DESDE LA CIUDAD SIN CINES: El silenciero, por Antonio Di Benedetto Oigo música.
 Después toman nuestra ropa y nos dan un pantalón y una casaca, el colchón, la almohada y la frazada.
 Oigo música. Oigo voces de locución profesional.
 Este es el camino: un pasillo, una puerta de barrotes, otro pasillo y otra puerta de barrotes.
 Oigo una canción que termina. Oigo voces de locutor y locutora que detallan virtudes comerciales.
 Desembocamos en un patio, tal vez octogonal. Allí están todos esos hombres, inactivos contra el muro, relajados, dialogando como si se mantuvieran sin hablar. Allí están, en las paredes, dos, cuatro altoparlantes que amplifican los sonidos de una radio.
 Humillados mis hombros por la carga del colchón, la almohada y la frazada, hago mi camino por el patio, de extremo a extremo. Y un poco más, todavía, me desgarro.

 Este es el pabellón y en su interior, sobre la puerta de barrotes, otro altavoz sensibiliza el aire que tendré que respirar.
 Me dicen cuál será mi cama. Descargo. Dejo caer los brazos, a lo largo de mi cuerpo, para darles su descanso. Quedo expuesto delante del guardián. No sé qué harán conmigo ahora.
 Tampoco sabe el guardián qué espero, me parece. Porque me dice que, si lo deseo, puedo salir al patio. Ya me darán de comer.
 No pienso en comida. Me sube un ademán lento, con los dedos separados y combados a la altura de la frente, igual que si envolviera la redondez de una manzana. Pregunto, desolado:
 —¿Y esa radio?…
 Es un hombre bondadoso; me contesta como si le alegrara poder ofrecerme una compensación:
 —¿Le gusta? La tendrá siempre.
 Él no puede saber.

 Estoy sentado en una piedra, en un monte de naturaleza agradable, aunque bien triste.
 Viene, desde lejos, un pastor. Me dice:
 —No te es permitido permanecer en este sitio.
 Voy a preguntar por qué y él se anticipa:
 —Porque sobre esa piedra un cordero fue sacrificado.
 Retiro mi cuerpo del descanso y quedo de pie ante el anciano.
 Él se satisface de mi obediencia y reemprende su camino.
 Instalado en una piedra más pequeña, examino la mayor como si acabara de proponerme un enigma, no una prohibición.
 Me sorprende el pastor con un regreso repentino y me amonesta:
 —¡Y no pretendas haber sido dado en sacrificio, ser un inmolado!
 Voy a rechazar tal presunción (no obstante vislumbrar que revela la verdad); intento reprocharle su altivez, que no repara en mi humildad… Sin embargo, balbuceo y no lo logro: me perturba un sonido que acaba de llegar. Pasa a mi lado. Lo veo como un punto móvil, que se dora en el aire. Es una abeja.

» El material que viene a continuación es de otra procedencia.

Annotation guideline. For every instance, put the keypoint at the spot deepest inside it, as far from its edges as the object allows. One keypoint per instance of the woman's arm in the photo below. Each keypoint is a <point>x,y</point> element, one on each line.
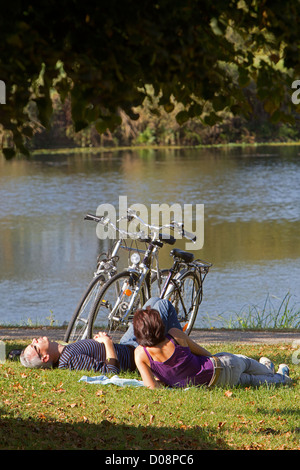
<point>184,340</point>
<point>141,360</point>
<point>104,338</point>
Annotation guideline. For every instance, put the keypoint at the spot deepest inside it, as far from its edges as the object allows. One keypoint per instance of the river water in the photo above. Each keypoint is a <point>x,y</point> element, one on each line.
<point>251,203</point>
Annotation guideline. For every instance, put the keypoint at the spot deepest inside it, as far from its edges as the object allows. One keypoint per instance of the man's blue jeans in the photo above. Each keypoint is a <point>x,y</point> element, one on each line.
<point>167,313</point>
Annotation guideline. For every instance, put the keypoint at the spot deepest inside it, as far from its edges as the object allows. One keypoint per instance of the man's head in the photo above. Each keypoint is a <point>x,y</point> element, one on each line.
<point>41,353</point>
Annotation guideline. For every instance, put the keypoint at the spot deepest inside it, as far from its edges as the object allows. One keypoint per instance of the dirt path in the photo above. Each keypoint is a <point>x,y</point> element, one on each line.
<point>200,336</point>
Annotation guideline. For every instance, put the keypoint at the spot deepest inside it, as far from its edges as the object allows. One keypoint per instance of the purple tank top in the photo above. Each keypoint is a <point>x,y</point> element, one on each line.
<point>183,368</point>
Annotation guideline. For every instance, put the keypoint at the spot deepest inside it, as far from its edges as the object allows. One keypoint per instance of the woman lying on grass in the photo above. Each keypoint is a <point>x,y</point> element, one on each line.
<point>177,361</point>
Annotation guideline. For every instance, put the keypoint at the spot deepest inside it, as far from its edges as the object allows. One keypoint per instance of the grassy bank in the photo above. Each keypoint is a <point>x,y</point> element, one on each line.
<point>50,409</point>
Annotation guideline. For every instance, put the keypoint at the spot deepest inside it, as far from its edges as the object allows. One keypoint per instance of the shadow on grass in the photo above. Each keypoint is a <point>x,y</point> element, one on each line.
<point>34,434</point>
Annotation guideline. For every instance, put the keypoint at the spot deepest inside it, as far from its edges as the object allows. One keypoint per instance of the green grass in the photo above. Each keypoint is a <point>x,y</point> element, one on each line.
<point>50,409</point>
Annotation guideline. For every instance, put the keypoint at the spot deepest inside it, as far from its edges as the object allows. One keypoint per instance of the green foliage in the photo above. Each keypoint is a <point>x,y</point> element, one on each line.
<point>50,409</point>
<point>104,55</point>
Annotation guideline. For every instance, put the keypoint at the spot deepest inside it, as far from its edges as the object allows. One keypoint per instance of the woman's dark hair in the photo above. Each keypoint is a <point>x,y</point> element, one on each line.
<point>148,327</point>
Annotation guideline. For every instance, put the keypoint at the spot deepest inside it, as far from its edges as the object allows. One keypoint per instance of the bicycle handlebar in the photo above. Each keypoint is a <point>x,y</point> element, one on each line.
<point>131,214</point>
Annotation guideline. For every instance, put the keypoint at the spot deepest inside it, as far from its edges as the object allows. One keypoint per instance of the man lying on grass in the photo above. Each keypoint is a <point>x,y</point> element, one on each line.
<point>174,359</point>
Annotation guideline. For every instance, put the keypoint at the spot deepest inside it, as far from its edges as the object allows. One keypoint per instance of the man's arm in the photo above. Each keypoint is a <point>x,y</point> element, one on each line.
<point>184,340</point>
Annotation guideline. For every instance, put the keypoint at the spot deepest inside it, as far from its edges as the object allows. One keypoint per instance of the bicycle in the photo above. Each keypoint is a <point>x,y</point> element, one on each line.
<point>128,290</point>
<point>106,268</point>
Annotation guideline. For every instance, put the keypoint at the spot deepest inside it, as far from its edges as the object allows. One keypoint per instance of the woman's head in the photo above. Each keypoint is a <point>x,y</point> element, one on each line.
<point>148,327</point>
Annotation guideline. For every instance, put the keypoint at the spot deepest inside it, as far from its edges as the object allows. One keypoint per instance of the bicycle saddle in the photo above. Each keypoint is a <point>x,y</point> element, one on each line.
<point>184,255</point>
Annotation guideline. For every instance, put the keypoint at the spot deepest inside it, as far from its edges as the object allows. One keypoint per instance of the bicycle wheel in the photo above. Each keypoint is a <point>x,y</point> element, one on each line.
<point>78,325</point>
<point>113,302</point>
<point>185,293</point>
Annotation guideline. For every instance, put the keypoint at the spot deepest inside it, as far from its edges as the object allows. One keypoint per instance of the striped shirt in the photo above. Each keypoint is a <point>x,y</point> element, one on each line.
<point>89,354</point>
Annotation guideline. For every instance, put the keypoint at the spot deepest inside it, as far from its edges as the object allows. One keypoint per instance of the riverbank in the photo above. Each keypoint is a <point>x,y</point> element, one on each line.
<point>207,336</point>
<point>92,150</point>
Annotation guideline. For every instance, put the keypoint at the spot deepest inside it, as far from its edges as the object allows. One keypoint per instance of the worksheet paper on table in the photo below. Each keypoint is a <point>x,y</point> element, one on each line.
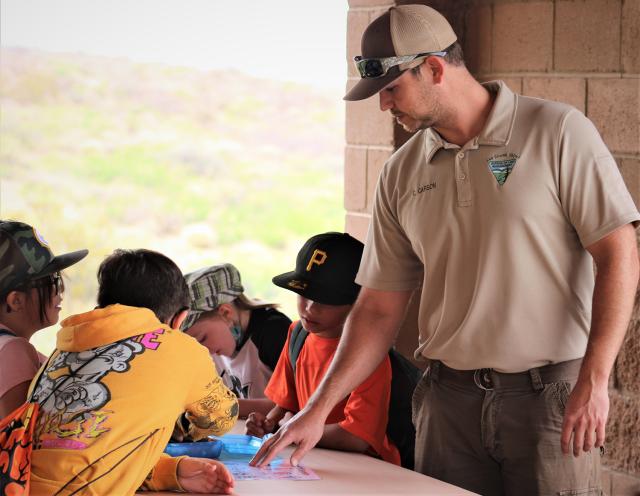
<point>278,471</point>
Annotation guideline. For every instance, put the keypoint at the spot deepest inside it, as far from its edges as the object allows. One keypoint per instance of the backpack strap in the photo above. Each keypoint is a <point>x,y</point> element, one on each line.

 El zumbido me asedia. Se asienta en mi mejilla y no cesa su vibración sonora. Lo golpeo y cae. No es una abeja, es una mosca.

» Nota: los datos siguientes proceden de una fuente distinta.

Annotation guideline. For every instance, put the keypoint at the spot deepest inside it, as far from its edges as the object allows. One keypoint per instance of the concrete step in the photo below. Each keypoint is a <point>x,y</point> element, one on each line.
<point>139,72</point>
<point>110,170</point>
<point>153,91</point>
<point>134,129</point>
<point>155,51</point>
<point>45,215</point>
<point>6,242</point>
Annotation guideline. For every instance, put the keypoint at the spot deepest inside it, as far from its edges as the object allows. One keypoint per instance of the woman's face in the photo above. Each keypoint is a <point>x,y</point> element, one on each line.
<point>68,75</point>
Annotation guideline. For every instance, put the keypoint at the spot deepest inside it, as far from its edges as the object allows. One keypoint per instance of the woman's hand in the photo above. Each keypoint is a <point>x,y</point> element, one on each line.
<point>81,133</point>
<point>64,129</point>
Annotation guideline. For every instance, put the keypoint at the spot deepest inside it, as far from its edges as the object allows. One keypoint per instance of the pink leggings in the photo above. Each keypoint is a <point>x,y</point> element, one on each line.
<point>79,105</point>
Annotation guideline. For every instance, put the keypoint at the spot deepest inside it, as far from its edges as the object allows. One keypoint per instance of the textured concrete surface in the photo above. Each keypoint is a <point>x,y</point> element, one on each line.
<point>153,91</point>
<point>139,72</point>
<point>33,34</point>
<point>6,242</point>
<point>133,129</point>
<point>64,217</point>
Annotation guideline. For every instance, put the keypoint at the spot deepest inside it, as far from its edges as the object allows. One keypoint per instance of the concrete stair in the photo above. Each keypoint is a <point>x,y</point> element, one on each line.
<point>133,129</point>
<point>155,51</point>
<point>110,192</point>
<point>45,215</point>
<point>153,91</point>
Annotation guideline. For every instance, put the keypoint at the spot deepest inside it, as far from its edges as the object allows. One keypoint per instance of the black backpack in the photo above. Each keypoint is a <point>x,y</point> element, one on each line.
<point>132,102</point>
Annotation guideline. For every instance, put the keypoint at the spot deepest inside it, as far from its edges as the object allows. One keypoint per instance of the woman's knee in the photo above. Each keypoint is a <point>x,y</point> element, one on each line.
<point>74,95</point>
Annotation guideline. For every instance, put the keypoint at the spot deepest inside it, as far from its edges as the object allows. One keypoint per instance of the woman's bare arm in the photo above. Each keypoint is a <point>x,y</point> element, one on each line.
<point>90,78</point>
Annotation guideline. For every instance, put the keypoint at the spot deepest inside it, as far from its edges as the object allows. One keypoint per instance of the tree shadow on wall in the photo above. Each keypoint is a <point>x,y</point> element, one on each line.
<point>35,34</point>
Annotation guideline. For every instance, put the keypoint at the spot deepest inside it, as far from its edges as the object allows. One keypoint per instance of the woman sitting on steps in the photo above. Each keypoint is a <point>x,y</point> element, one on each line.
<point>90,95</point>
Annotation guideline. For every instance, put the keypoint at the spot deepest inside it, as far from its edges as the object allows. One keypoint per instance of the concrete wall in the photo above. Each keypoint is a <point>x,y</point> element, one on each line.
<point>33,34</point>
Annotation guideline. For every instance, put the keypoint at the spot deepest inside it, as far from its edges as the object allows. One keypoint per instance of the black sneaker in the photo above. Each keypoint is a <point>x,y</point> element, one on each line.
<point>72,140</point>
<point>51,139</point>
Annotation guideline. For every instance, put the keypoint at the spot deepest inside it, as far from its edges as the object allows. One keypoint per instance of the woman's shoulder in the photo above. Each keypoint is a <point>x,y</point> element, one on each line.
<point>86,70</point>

 Desaparece la claridad que hacía tan nítidos y creíbles esos sueños que yo estaba soñando. No obstante, el sonido continúa.
 Rehago mi entendimiento y lo adapto al lugar donde en verdad me hallo. Ya sé… Es la sierra de los penados meritorios, que trabajan en el taller, con permiso especial y a cambio de salario, hasta las tres de la mañana.

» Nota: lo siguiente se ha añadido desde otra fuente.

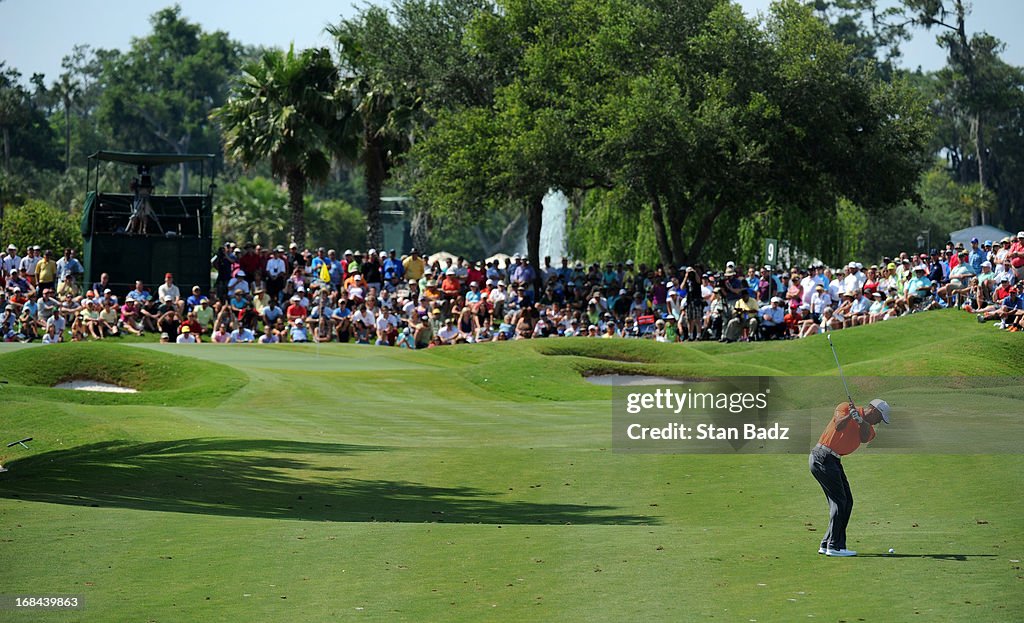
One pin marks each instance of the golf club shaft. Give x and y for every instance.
(840, 366)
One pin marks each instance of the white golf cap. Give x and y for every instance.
(883, 408)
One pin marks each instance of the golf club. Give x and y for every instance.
(841, 375)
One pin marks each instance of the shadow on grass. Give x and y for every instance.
(266, 479)
(936, 556)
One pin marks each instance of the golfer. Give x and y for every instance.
(848, 429)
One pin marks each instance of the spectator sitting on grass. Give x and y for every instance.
(109, 318)
(879, 308)
(241, 334)
(51, 336)
(859, 307)
(138, 294)
(222, 334)
(131, 318)
(195, 327)
(90, 320)
(186, 336)
(205, 314)
(918, 288)
(744, 319)
(168, 291)
(271, 335)
(773, 319)
(298, 333)
(239, 282)
(168, 325)
(1007, 310)
(194, 298)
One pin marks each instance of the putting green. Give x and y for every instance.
(479, 484)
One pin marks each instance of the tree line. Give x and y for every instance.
(682, 132)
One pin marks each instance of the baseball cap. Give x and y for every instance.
(883, 408)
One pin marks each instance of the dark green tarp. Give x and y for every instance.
(151, 159)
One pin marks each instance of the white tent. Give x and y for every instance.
(982, 233)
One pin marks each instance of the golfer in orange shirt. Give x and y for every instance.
(848, 429)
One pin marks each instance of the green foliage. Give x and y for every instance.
(160, 378)
(37, 222)
(702, 114)
(27, 141)
(256, 210)
(158, 94)
(284, 110)
(251, 210)
(334, 223)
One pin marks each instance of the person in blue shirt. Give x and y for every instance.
(392, 266)
(298, 332)
(1012, 312)
(976, 256)
(193, 300)
(919, 288)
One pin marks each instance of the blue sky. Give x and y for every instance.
(39, 33)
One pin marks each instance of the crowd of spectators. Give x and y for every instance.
(286, 295)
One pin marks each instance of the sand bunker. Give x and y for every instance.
(85, 384)
(632, 379)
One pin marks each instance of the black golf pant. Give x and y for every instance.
(827, 470)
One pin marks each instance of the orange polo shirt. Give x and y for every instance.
(846, 441)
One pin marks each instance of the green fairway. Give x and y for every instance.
(478, 483)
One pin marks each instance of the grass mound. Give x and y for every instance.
(159, 377)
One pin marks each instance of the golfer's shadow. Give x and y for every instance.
(271, 479)
(937, 556)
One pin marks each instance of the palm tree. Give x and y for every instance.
(284, 109)
(378, 115)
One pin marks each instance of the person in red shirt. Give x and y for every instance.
(848, 429)
(250, 261)
(451, 285)
(296, 310)
(1016, 255)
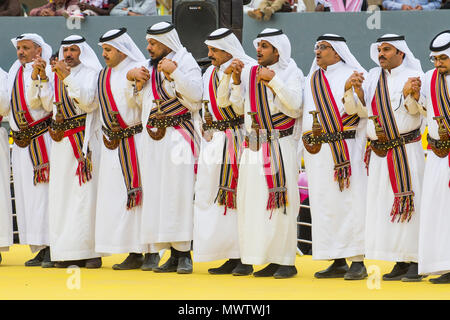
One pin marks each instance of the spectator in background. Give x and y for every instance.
(135, 8)
(56, 8)
(10, 8)
(97, 7)
(412, 4)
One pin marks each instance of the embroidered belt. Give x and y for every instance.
(168, 121)
(122, 133)
(329, 137)
(402, 140)
(223, 125)
(23, 137)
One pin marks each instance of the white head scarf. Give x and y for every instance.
(280, 41)
(398, 42)
(87, 56)
(441, 44)
(224, 39)
(37, 39)
(119, 39)
(341, 48)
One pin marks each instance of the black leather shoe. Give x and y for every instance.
(445, 278)
(284, 272)
(184, 265)
(357, 271)
(133, 261)
(338, 269)
(242, 270)
(268, 271)
(47, 262)
(397, 273)
(170, 266)
(412, 275)
(226, 268)
(37, 260)
(151, 261)
(93, 263)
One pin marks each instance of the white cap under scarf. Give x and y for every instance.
(341, 48)
(88, 57)
(224, 39)
(441, 44)
(119, 39)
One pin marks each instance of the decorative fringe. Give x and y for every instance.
(41, 174)
(277, 199)
(342, 174)
(403, 207)
(84, 170)
(226, 197)
(134, 198)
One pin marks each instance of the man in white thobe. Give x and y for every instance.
(215, 217)
(170, 99)
(30, 89)
(395, 159)
(119, 193)
(267, 195)
(6, 232)
(434, 238)
(75, 156)
(337, 179)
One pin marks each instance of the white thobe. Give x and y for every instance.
(215, 232)
(117, 230)
(72, 206)
(434, 238)
(168, 165)
(6, 232)
(337, 216)
(267, 236)
(386, 240)
(32, 200)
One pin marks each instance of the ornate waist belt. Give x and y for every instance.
(390, 144)
(223, 125)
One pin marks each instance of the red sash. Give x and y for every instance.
(37, 148)
(127, 147)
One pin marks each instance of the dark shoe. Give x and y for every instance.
(184, 265)
(268, 271)
(397, 273)
(338, 269)
(66, 264)
(47, 262)
(357, 271)
(445, 278)
(285, 272)
(413, 274)
(226, 268)
(151, 261)
(133, 261)
(170, 266)
(93, 263)
(242, 270)
(37, 260)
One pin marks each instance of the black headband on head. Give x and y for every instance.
(441, 48)
(161, 31)
(75, 41)
(220, 36)
(270, 34)
(396, 38)
(111, 37)
(331, 38)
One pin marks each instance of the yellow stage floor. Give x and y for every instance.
(29, 283)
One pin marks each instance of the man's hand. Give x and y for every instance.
(61, 69)
(167, 66)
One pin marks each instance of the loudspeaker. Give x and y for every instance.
(194, 21)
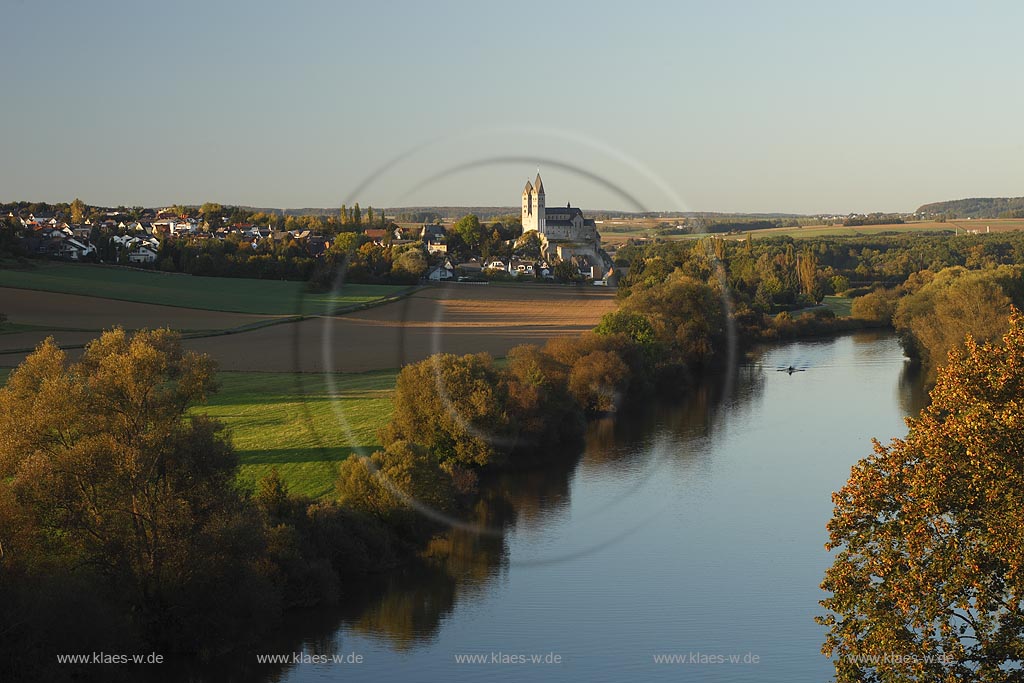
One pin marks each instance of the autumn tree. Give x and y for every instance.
(929, 535)
(105, 479)
(411, 263)
(78, 209)
(456, 407)
(472, 231)
(400, 485)
(955, 302)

 Siento el cerebro machucado; como si estuviese al cabo de un abnegado esfuerzo de creación. Como si hubiera escrito un libro.
  Pero mi cansancio no es feliz.
  La noche sigue… y no es hacia la paz adonde fluye.»

   [El texto pertenece a la edición en español de Editorial Adriana Hidalgo, 2007, pp. 182-190. ISBN: 978-9879396001.]